There are 3 berserker threads on the front page now, and all 3 of them are littered with the same stuff:
People arguing with each other about how is a worse human being.
People threatening to quit if Anet does/doesn’t make changes to berserker
People are throwing insults back and forth
People complaining about how GW2 should/shouldn’t be like GW1
People having no idea what the issue is.
Hopefully, this thread will help to clear the air a bit. Now, from an non-partial standpoint (I am neither casual or elite), I will explain what the problem is, and more importantly, what the problem is not.
Section 1: What the problem is.
The whole zerker problem isn’t obvious to the casual observer. In fact, it isn’t obvious to the devs, either, which is why there is a “problem” to begin with. The “problem” itself is actually multi-faceted, so it will take some time to explain.
As you know, the game is designed on the premise that you can play as you want. This is meant to mean that a player could choose a particular style in which to play, and not have to suffer from being restricted in their chosen class to play, the style in which they play that class, or the race that was chosen to play. This is in stark contrast to what most other MMOs have, which require some kind of trinity system for cohesive groups, specific races running specific classes to accomplish their classes goal, and inflexible class design that shoehorns players into doing only one thing with that class and that race.
Now, this goal to play how you want comes predicated on several conditions that are hard to fulfill, but nonetheless are necessary for such a system to truly work. The goals, of course, is to encourage equality among different equipment loadouts as to objectively encourage build diversity. Anet has, for the most part, accomplished these goals by doing the following, but has made a few mistakes.

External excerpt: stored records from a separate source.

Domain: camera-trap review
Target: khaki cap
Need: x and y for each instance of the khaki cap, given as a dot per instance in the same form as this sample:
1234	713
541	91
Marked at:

#1: By having small ratios between damage and survivability, the game is not heavily emphasizing one or the other, and thus everyone can both survive and do damage at the same time.

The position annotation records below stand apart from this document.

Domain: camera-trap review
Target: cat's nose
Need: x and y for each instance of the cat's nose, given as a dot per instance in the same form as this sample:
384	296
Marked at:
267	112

#2: By including the dodge and the heal skill, there exists a form of defense that works independent of all circumstances, allowing a player to always be capable of defending themselves that does not involve stats.

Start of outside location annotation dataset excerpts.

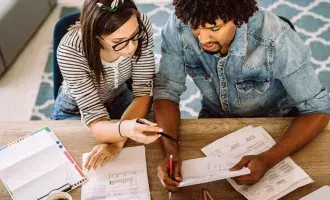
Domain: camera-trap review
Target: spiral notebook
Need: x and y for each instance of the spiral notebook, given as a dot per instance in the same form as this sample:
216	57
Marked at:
36	165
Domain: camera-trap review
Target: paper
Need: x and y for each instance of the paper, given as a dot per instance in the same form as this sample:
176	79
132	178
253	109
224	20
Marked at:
322	193
208	169
282	179
124	178
37	164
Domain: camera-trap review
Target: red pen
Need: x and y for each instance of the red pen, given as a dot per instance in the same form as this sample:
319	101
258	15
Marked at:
171	169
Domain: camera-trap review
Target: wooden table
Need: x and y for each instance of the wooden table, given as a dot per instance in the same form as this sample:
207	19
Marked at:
195	134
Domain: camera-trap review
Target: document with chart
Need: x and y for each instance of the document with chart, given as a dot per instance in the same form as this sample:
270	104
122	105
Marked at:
282	179
121	179
208	169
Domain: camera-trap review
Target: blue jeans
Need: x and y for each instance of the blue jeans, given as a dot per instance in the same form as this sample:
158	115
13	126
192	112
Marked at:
66	108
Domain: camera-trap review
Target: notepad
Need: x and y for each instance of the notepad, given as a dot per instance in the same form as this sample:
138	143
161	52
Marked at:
34	166
123	178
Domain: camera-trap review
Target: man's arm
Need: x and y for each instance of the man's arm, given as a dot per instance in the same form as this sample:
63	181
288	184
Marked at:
293	69
167	115
168	87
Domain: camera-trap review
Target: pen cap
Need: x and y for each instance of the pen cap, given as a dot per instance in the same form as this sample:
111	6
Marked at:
59	196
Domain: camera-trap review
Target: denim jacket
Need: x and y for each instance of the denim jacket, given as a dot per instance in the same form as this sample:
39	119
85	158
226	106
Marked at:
266	72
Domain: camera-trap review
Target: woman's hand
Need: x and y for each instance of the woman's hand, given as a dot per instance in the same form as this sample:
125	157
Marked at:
102	154
136	131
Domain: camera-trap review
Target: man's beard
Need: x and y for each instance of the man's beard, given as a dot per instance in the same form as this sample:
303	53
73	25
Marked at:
215	52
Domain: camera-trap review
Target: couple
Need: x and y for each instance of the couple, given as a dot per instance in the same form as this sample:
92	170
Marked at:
247	62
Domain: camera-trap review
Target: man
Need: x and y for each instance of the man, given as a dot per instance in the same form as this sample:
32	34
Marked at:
247	63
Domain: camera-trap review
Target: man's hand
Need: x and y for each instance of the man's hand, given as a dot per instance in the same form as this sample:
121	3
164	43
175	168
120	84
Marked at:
102	154
170	184
257	166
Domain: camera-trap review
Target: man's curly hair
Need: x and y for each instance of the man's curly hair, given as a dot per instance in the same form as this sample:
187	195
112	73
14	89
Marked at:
199	12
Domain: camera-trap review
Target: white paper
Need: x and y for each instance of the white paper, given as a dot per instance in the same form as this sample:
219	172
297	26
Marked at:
322	193
282	179
121	179
208	169
28	147
35	166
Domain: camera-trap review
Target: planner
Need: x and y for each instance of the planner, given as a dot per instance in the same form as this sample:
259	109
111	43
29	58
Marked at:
37	165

#3: Support and control utilities also act independent of stats, allowing players to fulfill multiple roles even within the same equipment set.
#4: By introducing the down state, this makes all classes and builds capable of large scale healing, as well as introducing a wider margin of error in combat.
#5: By having players heal automatically outside of combat, a player is ultimately not dependent on any outside influence for sustenance, instead requiring a player to merely survive an encounter before continuing on. This has other benefits, too, but they aren’t pertinent.
So, what is the problem then? Well, Anet failed to account for balancing around dodging and utilities being statless (#3), and following basic enemy design has led to an environment where, regardless of circumstances and many times even regardless to player skill, it is always best to equip yourself in pure DPS gear.
That is not good, because it leads to no one being happy. Those who do gear themselves for maximum damage (objectively superior overall) find the game easy and unrewarding, because content cannot be balanced around only the pure DPS playstyle. Those who do not gear themselves for pure DPS have to constantly deal with the pressures and difficulties of being objectively inferior, and suffer greatly each time Anet “compromises” between the two, or balanced rewards off of the most efficient instead of the average player.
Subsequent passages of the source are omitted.